I had walked the West Highland Way three times before 2016, but always the popular way, from Milngavie in the South to Fort William in the North and always in the month of May. I really wanted to walk the West Highland Way in the opposite direction and also much earlier in the year so the surrounding hills would be covered in snow and therefore more scenic than doing it in May or later in the year and also quieter with fewer walkers, meaning there would be little problem booking places to stay the nights, plus it's always cheaper before the walk gets busy in the summer.

Looking across at the magnificent Ben Nevis near Fort William

Planing for my 2016 West Highland Way walk would be easy as I had done the walk three times before so I knew where I wanted to stay and had no trouble finding accommodation at Fort William before I set off, then staying the night at Kinlochleven, Tyndrum, Inverarnan and Balmaha. There is some information about places to stay in my Accommodation page, you can find the link on the left hand side of this page.

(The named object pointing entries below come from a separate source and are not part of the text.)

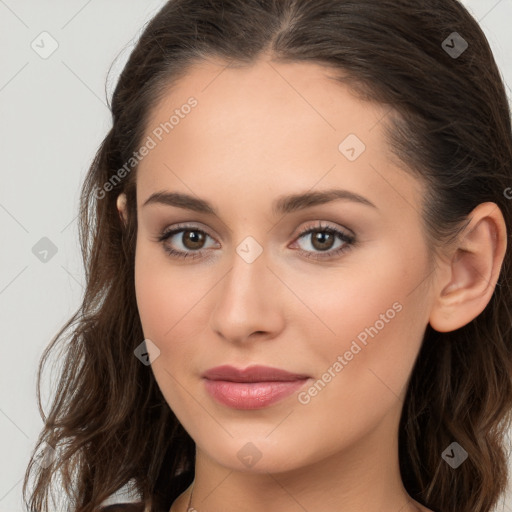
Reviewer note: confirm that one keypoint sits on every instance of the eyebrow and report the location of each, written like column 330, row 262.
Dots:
column 282, row 205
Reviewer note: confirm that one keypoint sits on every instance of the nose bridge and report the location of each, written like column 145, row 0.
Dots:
column 246, row 298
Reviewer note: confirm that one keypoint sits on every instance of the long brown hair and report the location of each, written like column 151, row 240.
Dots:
column 449, row 125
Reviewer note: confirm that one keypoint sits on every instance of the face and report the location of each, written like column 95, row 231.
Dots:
column 335, row 291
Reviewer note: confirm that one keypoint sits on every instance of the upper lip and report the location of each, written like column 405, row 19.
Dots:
column 254, row 373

Walking in the opposite direction as I had done before would mean that the views would be different, and the snow that was on the hills all around me would give me some spectacular scenery the first few days before I left the hills behind me and walked on more level ground, making sure though to keep turning round to admire the wonderful scenery, taking many photos and videos as I did so. I probably spent at least an hour most days just stopping to take photos, so make sure you keep your camera handy and not in your rucksack.

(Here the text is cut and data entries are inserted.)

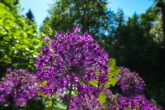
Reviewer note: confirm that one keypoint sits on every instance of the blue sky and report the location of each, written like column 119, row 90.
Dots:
column 40, row 7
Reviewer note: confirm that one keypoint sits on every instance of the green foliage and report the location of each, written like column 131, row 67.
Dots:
column 19, row 42
column 113, row 72
column 91, row 16
column 102, row 98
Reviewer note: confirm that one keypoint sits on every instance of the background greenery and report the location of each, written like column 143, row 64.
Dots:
column 136, row 42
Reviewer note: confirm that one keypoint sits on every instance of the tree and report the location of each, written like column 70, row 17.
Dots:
column 30, row 16
column 91, row 16
column 19, row 42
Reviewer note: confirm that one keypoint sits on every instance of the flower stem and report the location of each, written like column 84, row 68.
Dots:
column 69, row 95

The lovely Loch Lomond from near Inverarnan

I also hoped to get a couple of good days of weather at the start of the walk and I could not have wished for two better days. Bright sunshine meant that I got great views all around and my photos just don't express just how beautiful the scenery was, especially from the higher points in the first couple of days where I spent part of these days walking in the snow wearing Microspikes, a very worthwhile buy as it felt like I was just walking on a normal path, not slipping once as I walked up and down snow covered paths, while others around me were slipping often. The weather was so good that I even walked an extra six miles on Day 2 to take in the scenery and also to give myself less mileage the next day when rain was forecast for the full day, it was one of those days when you just wanted to keep walking.

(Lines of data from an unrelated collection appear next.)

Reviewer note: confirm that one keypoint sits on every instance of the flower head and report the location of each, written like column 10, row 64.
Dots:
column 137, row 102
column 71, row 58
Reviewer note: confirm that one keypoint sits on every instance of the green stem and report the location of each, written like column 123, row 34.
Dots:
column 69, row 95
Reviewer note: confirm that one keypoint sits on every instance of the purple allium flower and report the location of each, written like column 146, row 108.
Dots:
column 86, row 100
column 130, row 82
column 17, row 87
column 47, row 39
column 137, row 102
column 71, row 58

I have always enjoyed the West Highland Way but this time it was even better than before, partly due to it being quieter but mostly because of how beautiful this part of Scotland is at that time of year. Just taking the train to Fort William is an experience you should take as the train winds it's way past Loch Lomond and then through the Highlands to Fort William, with snow covered hills either side of you and a carriage full of passengers taking photos all the time, truly a wonderful journey to take before starting the West Highland Way from Fort William down to Milngavie near Glasgow.